We call ourselves “Blackfeet” (or Pikuni or Southern Piegan) whereas “Blackfoot” usually refers to our three Canadian counterparts that share our origins, language, and culture: The Northern Piegan, the Kainai Nation, and the Siksika Nation. Collectively, our four nations form the Blackfoot Confederacy or Niitsítapi (meaning "original people"). But you can call us Blackfeet or Blackfoot, and Pikuni (pronounced pih–kuhn–ee) or Piegan (pronounced pay-gone) is even better. 

Our home, which was once larger than Montana but is today the size of Delaware, is bordered by Canada to the north, Glacier Park and the Rockies to the west, and prairie and wilderness to the south and east. Much of our reservation looks a lot like rolling prairie elsewhere, but there is a difference. Since we are in the foothills of the Rockies, our average elevation is over 4,000’ and that makes the growing season short and our weather extreme and mercurial. Some folks might find it too cold and windy or hot and windy to make this their first choice for year-round living. 

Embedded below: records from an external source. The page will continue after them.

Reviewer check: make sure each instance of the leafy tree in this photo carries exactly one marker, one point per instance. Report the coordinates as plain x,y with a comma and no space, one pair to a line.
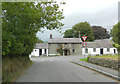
22,20
68,33
115,33
83,27
39,41
100,33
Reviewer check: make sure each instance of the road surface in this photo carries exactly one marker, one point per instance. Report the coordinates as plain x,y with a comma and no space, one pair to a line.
60,69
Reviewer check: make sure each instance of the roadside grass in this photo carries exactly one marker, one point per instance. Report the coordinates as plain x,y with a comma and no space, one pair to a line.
114,57
84,59
14,67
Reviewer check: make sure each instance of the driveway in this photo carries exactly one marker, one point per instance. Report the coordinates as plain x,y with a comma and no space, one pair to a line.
60,69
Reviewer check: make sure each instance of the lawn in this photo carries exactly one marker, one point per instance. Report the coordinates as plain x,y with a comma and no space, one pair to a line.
111,57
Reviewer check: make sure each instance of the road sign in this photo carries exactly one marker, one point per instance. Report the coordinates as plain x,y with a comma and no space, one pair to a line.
84,38
84,44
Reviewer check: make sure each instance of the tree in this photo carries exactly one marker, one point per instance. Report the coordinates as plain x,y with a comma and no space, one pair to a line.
83,27
100,33
39,41
22,20
68,33
115,33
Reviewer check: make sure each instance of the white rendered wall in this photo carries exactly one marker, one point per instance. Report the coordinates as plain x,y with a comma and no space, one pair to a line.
35,52
90,51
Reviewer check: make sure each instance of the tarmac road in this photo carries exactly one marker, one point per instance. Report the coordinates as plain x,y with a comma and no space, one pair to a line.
60,69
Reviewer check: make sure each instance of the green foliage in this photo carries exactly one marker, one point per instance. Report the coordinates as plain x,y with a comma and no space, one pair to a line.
100,33
83,27
22,20
115,33
14,67
39,41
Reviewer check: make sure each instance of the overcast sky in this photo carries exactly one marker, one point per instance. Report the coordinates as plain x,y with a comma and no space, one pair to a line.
97,12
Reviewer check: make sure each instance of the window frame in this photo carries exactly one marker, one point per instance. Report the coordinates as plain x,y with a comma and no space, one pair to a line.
94,49
86,50
108,49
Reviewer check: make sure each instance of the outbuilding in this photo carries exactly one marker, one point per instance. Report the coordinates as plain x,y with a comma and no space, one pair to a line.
99,47
41,49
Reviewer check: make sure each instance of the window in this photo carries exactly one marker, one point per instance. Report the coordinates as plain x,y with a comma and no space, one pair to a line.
65,43
45,51
73,45
86,50
108,49
73,50
94,49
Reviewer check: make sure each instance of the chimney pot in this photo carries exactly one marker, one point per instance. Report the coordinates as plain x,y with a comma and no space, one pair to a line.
50,36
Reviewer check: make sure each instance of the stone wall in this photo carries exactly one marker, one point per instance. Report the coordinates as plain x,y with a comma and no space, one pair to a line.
105,62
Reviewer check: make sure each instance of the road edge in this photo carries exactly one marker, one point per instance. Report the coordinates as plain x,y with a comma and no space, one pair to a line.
99,71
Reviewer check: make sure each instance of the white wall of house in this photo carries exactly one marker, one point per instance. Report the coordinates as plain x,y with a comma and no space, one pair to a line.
35,52
97,52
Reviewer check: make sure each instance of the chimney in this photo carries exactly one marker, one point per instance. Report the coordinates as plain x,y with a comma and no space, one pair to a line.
50,36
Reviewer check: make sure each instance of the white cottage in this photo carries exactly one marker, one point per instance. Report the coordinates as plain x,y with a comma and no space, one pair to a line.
41,49
99,47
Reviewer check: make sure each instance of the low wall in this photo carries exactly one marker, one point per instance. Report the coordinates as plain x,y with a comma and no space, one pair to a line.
105,62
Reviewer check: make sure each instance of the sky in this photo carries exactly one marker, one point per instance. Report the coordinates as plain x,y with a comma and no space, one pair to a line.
97,12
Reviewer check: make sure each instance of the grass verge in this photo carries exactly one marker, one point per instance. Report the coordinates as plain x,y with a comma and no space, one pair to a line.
84,59
14,67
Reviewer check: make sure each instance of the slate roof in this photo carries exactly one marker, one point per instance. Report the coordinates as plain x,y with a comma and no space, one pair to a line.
104,43
41,45
65,40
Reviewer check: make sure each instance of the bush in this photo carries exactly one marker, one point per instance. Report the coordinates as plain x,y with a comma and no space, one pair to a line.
14,67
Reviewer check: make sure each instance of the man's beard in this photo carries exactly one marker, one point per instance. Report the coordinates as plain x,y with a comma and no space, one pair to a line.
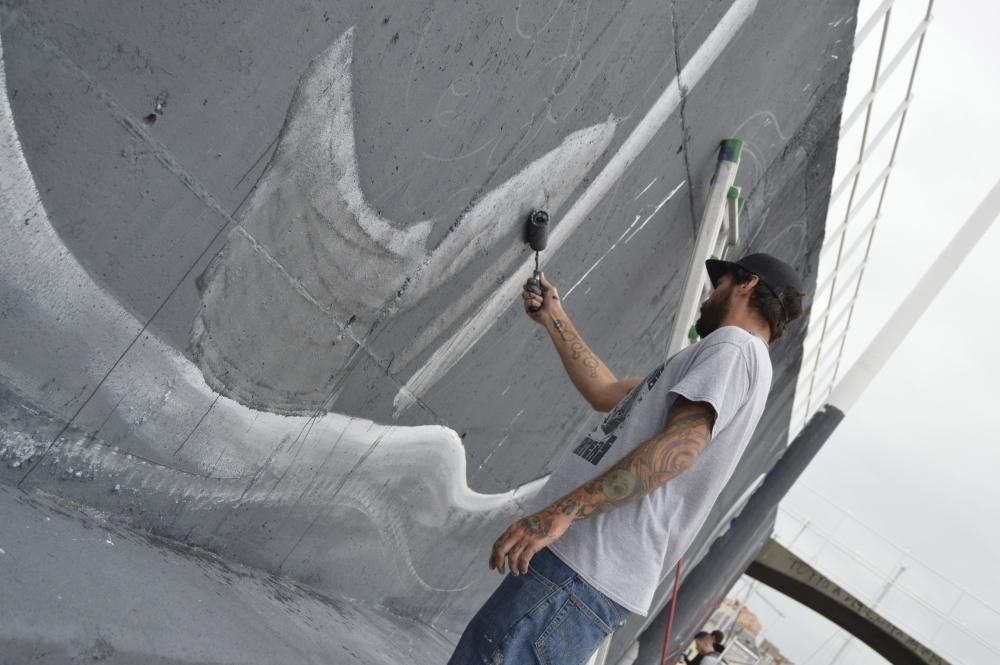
709,321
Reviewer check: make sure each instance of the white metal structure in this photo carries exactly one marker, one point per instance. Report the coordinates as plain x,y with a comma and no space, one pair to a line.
842,263
718,231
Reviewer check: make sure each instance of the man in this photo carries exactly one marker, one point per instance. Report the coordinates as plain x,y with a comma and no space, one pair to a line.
718,638
639,487
704,644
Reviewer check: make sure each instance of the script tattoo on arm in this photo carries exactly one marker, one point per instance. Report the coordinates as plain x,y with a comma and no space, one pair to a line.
578,350
652,464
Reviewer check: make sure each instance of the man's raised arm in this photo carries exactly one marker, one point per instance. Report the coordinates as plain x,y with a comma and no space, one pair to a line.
598,384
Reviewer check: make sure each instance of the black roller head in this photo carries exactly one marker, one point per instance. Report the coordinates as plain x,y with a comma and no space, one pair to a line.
537,231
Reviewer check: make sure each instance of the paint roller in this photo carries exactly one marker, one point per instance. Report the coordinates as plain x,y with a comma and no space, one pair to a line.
536,234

But we wouldn’t live anywhere else. ​Of the 566 tribes in the United States, the Blackfeet Tribe is one of only 6 tribes that still lives on ancestral lands. We believe that we have always lived here, and recent archaeological discoveries show that we have indeed been on this land for thousands of years. 

​Thus, our relationship with the land runs deeper and stronger than most people can understand or appreciate. The land does not belong to us, we belong to it. It is forever and we as individuals are here only for an instant. The land shapes who we are and how we think. For a Blackfeet Indian, regardless of where in the world they live, “home” means the Blackfeet Reservation.

Unlike so many tribes near cities or in locations that attract large numbers of non-members, the remoteness and seasonal inaccessibility of our reservation has meant that our familial and societal structure has remained intact and strong. We have always lived in an unforgiving, even hostile, environment where everyone needs everyone else to survive. Thousands of years relying in countless ways on each other, with no one else around, has formed a bond and reverence for family and tribe that is rarely found any more in a modern, rootless world. When a Blackfeet meets another Blackfeet for the first time, the conversation quickly turns to “who is your father and mother, who are your grandparents?” 

​Perhaps the most important defining trait of the Blackfeet is generosity. This might seem odd for a people long known for aggressive ferocity in war and conquest and for, sadly, today having so many members struggling with the economic and social problems typical of all large, isolated reservations. But there is no inconsistency: Indians everywhere seem to have a genetic disposition to generosity, and that trait runs especially strong with the Blackfeet.

​Now that you know a little more about us, don’t you think you should come visit?